For me it is out-of-ssa which uses too much memory while building
the conflict graph.

We have gigantic PHI nodes here:

_10263(ab) = PHI <_109925(D)(ab)(2),, _10592(ab)(1489)>

it's fast when optimizing.

At -O0 we have a _lot_ more anonymous SSA names.

-O1:

  :
  # _1(ab) = PHI <_1902(3), _2(ab)(5)>
  _1905 = _setjmp (_1(ab));
  if (_1905 == 0)
goto ;
  else
goto ;

  
  # _2(ab) = PHI <_1895(D),  single gigantic PHI

-O0:

  :
  # _1(ab) = PHI <_398164(3), _2(ab)(5)>
  # _632(ab) = PHI <_397532(D)(ab)(3), _633(ab)(5)>
  # _1263(ab) = PHI <_397533(D)(ab)(3), _1264(ab)(5)>
  # _1894(ab) = PHI <_397534(D)(ab)(3), _1895(ab)(5)>
  # _2525(ab) = PHI <_397535(D)(ab)(3), _2526(ab)(5)>
...
  # _396900(ab) = PHI <_398160(D)(ab)(3), _396901(ab)(5)>
  _398165 = _setjmp (_1(ab));
  if (_398165 == 0)
goto ;
  else
goto ;

  
  # _2(ab) = PHI <_397531(D)(ab)(2)...

  # _396901(ab) = PHI <_398160(D)(ab)(2), _3...

gazillion of gigantic PHIs.  And very many PHIs in every block.

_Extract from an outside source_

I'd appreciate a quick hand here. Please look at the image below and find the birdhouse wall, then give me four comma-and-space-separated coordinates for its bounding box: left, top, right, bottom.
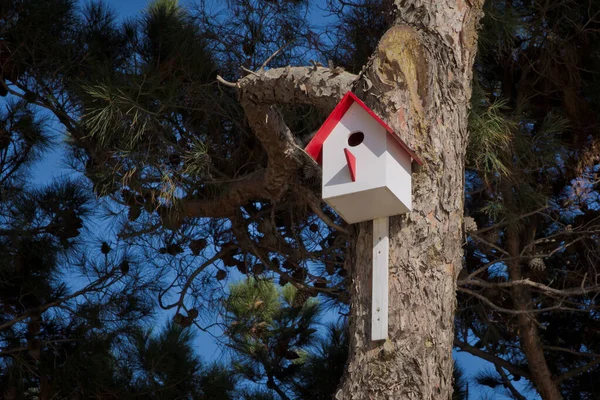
323, 103, 387, 199
385, 135, 412, 214
322, 103, 412, 223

It's into-SSA that introduces the difference for the PHI nodes
but already GIMPLIFICATION that introduces very many more
temporaries which is the underlying issue (lookup_tmp_var
!optimize check).

Index: gcc/gimplify.c
===
--- gcc/gimplify.c  (revision 214810)
+++ gcc/gimplify.c  (working copy)
@@ -476,7 +476,7 @@ lookup_tmp_var (tree val, bool is_formal
  block, which means it will go into memory, causing much extra
  work in reload and final and poorer code generation, outweighing
  the extra memory allocation here.  */
-  if (!optimize || !is_formal || TREE_SIDE_EFFECTS (val))
+  if (!is_formal || TREE_SIDE_EFFECTS (val))
 ret = create_tmp_from_val (val);
   else
 {

fixes it (but it means that changing the testcase to use more distinct
user variables would produce the same issue even when optimizing).